Discretion being the better part of valor, at least when Temari was drunk, he patted her back and rested his cheek on the top of her head, noting a few stray silvery threads woven through her blonde hair. He touched one, thinking ruefully that he was probably responsible for at least a couple of them.
"I did mean to tell you once I had a diagnosis," he admitted, smoothing her hair back down.
She jerked in his arms angrily, ready to fight, but he held firm and spoke quickly.
"I didn't want to make a big deal of headaches, yeah?
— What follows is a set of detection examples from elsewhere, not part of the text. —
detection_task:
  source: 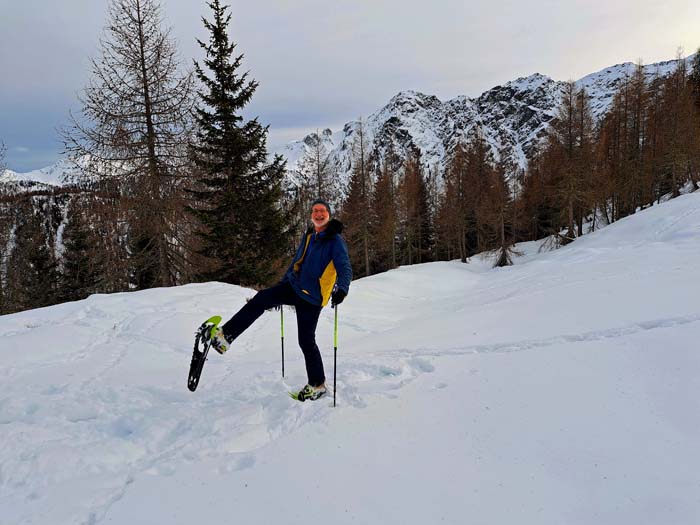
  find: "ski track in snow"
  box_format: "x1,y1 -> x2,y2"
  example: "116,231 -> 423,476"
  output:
0,308 -> 700,525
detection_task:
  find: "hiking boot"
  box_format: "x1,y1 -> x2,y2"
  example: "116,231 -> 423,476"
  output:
210,326 -> 231,355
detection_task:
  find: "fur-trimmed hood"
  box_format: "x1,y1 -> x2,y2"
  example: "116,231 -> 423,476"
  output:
306,219 -> 345,240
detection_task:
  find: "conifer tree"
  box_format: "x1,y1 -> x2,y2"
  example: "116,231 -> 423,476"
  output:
439,142 -> 468,263
341,120 -> 372,277
59,196 -> 102,301
369,160 -> 397,273
64,0 -> 192,288
189,0 -> 288,285
398,150 -> 433,264
6,203 -> 58,312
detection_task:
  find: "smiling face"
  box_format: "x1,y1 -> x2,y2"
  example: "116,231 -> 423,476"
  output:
311,204 -> 331,232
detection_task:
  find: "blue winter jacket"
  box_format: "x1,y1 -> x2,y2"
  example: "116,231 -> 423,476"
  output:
282,219 -> 352,306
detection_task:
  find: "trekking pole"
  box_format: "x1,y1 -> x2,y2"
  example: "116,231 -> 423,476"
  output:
280,305 -> 284,377
333,304 -> 338,406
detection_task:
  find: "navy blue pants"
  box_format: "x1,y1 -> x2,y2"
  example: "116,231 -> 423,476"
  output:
221,283 -> 326,386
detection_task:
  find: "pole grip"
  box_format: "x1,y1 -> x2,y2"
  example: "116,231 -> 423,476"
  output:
280,305 -> 284,377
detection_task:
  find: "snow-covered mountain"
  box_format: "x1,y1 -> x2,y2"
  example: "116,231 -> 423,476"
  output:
0,192 -> 700,525
279,57 -> 692,183
0,159 -> 72,194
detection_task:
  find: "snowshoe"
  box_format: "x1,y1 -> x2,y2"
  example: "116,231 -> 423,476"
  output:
289,385 -> 327,403
187,315 -> 221,392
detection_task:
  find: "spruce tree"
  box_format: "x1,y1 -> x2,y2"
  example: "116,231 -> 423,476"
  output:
60,196 -> 103,301
5,203 -> 58,312
189,0 -> 288,285
341,120 -> 372,277
369,161 -> 397,273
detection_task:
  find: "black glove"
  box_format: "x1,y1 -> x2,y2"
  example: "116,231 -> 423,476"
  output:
331,288 -> 348,306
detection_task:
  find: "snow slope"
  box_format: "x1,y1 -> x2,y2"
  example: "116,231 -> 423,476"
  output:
0,193 -> 700,525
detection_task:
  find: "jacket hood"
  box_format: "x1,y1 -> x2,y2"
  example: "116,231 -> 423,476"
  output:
306,219 -> 345,239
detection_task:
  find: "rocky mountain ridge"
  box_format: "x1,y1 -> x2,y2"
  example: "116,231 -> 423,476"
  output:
278,56 -> 692,185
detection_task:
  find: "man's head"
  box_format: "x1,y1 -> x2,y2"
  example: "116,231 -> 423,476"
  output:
311,199 -> 331,231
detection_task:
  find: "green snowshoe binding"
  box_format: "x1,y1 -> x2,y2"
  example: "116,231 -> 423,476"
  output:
289,385 -> 327,403
187,315 -> 225,392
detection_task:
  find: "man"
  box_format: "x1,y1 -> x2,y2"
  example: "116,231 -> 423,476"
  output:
212,199 -> 352,400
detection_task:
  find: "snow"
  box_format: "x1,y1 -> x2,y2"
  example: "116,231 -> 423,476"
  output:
0,192 -> 700,525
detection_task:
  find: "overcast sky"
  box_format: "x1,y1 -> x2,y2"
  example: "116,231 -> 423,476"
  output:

But it dragged on and on. The pain got worse. The nausea hit me sooner and lasted longer, and after a while I just didn't have an appetite at all. And I got tired, Temari. I couldn't cope with being sick and with you two being worried about me, too."
"I can't," he corrected, with a self-derisive scoff. "I don't have the energy. I'd like to tell you to leave me alone and fuck off, and I can't do that either, because then we'll fight, and I'm too goddamned tired to argue with you."
Temari had been standing rigidly in his arms, but with this confession, she hugged him tightly, clinging to him like she thought he might disappear if she let go. They stood there in the darkened kitchen for a long while, not saying anything. He didn't have much comfort to give her, but he was willing to stand there and hold her as long as she wanted to be held.
"Damn you," she said finally, sniffling. "I was mostly angry, before. Now you've really got me scared."
"Sorry."
Stepping back away from him, she wiped at her eyes, no longer crying. "Kankurō…" She fixed him with a serious, candid green stare. "I know you're angry with Gaara, but please go see the neurologist, anyway."
He scowled and turned away from her.
Temari's hand, slim and long-fingered like his own, like Kumi's, like their mother's, came from behind to rest on his shoulder. "Please, Otouto. If you won't do it for me or Gaara, you've got a child you have to think of –"
And that was absolutely all he could take. He shrugged off her hand with a jerk and crossed the room quickly to the stairwell. Temari didn't follow him, and he didn't look back.